What I was not expecting was the heat on the way in. Apparently we very nearly set a record for the hottest night and I could believe it as I rode my bike at 8 in the morning with the temperature a healthy 97 degrees! I was not looking forward to the ride home to say the least. In all fairness though I did get to stop by performance on the way home and pick up my new set of bibs and the new tire I had ordered(I have been buying these kevlar tires from Performance for $8 a tire and they hold up amazingly well and I have had no flats in 3000 miles on them).
Heat makes a rider take on different strategies. Out in the desert things sit in the shade and take it easy all day. Our brothers to the south call it a siesta. The point is to be lazy. 110 degrees is not conditions optimal for a best time. Not even for a good effort really. Easing off the throttle a little bit the breeze blows past and cools me down enough. Not cool, but cool enough. My frozen water bottle slowly melts and my bottle full of ice and water is slowly warming up. It is a race to see whether I will get the water down before it gets warm. I win. The other bottle has almost thoroughly thawed by now and I sip the cool refreshing memories of a chill far away. I think back to shivering my poor bones along the frontage road in February with Steve Jewell in the late hours of the evening at the end of a long day. Man that was cold. Perhaps this winter I will remember today's journey through the inferno of the streets of Phoenix in the summer. The asphalt that is buckling from the traffic and the heat. The waves of thermal energy rising from the backs of cars making the air blurry. The empty streets, full of cars but devoid of people. The people who have found cool hidey holes to sit in and be lazy. Folks smart enough to listen to the Heat Advisory.
It is possible to be alone in the city. On a day like this, riding down the road, there is no one in sight apart from the cars. Occasionally a poor person waiting for a bus is visible and fades from view again. Riding along the bikepath there are only ducks, begging me to join them in the cool water. Not a soul in sight. Just me, the ducks, and the, hmmm, cows. Yes, cows. There is one spot along the canal that goes by the last farm in Gilbert.
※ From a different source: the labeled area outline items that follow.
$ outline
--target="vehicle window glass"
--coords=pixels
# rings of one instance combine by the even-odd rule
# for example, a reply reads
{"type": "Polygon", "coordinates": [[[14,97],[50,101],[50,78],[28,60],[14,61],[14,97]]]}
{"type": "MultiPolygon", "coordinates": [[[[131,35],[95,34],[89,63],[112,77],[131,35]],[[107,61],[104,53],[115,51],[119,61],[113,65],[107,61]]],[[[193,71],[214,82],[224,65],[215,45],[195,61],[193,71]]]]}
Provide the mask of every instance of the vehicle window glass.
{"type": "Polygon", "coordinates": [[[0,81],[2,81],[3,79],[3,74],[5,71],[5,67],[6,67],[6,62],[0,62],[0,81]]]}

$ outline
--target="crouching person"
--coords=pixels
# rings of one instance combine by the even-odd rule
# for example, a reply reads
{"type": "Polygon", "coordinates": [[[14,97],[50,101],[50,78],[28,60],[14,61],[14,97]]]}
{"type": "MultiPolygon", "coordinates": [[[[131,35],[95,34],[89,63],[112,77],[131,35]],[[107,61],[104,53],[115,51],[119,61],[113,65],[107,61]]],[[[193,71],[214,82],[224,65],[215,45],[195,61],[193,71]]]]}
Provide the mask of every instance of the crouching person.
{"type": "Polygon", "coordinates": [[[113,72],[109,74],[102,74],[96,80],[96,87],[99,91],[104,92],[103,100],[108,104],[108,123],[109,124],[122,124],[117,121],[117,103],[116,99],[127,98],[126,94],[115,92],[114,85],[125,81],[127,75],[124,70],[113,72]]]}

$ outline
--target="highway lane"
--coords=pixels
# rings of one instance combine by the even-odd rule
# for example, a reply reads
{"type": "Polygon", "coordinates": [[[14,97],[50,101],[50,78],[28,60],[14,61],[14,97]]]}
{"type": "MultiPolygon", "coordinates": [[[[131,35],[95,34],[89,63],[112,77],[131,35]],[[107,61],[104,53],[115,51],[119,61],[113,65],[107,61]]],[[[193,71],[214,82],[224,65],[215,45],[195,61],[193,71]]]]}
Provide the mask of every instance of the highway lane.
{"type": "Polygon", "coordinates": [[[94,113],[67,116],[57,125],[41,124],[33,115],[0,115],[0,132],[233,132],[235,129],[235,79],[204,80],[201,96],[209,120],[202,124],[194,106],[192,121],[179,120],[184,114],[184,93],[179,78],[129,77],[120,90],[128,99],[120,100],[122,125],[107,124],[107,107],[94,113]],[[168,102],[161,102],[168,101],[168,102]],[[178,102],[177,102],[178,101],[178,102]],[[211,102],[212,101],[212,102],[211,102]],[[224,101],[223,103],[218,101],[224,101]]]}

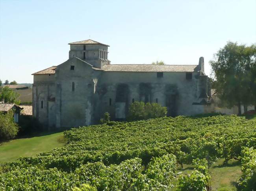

Some stubborn old farmer is holding out and mocking the development that has surrounded him and walled him in. His poor cows are standing in the field, very still. They must be hot. Looking down at my bike computer I notice the temperature next to the canal is about 3 degrees cooler than other areas. It is a nice cool 107 degrees. I guess if the cows have to sit out in the heat, this is probably the best place to do it. Past the cows I see a cat lieing in the mud by a puddle. If a cat is lieing in a mud puddle you know it is hot. If I had a fur coat on in this heat, I'd be laying in a mud puddle too I think. I'm thankful for a nice cycling jersey that doesn't hold in the heat. Theres a headwind, but I am almost to the car. I feel like I could ride farther but my water bottle is about spent and the water is hanging on to it's last bit of coolness. I chug the last cool drops and pull into the parking lot to load up my bike, stow my gear, fire up the air conditioner and drift off into a cool dark hidey hole of my own.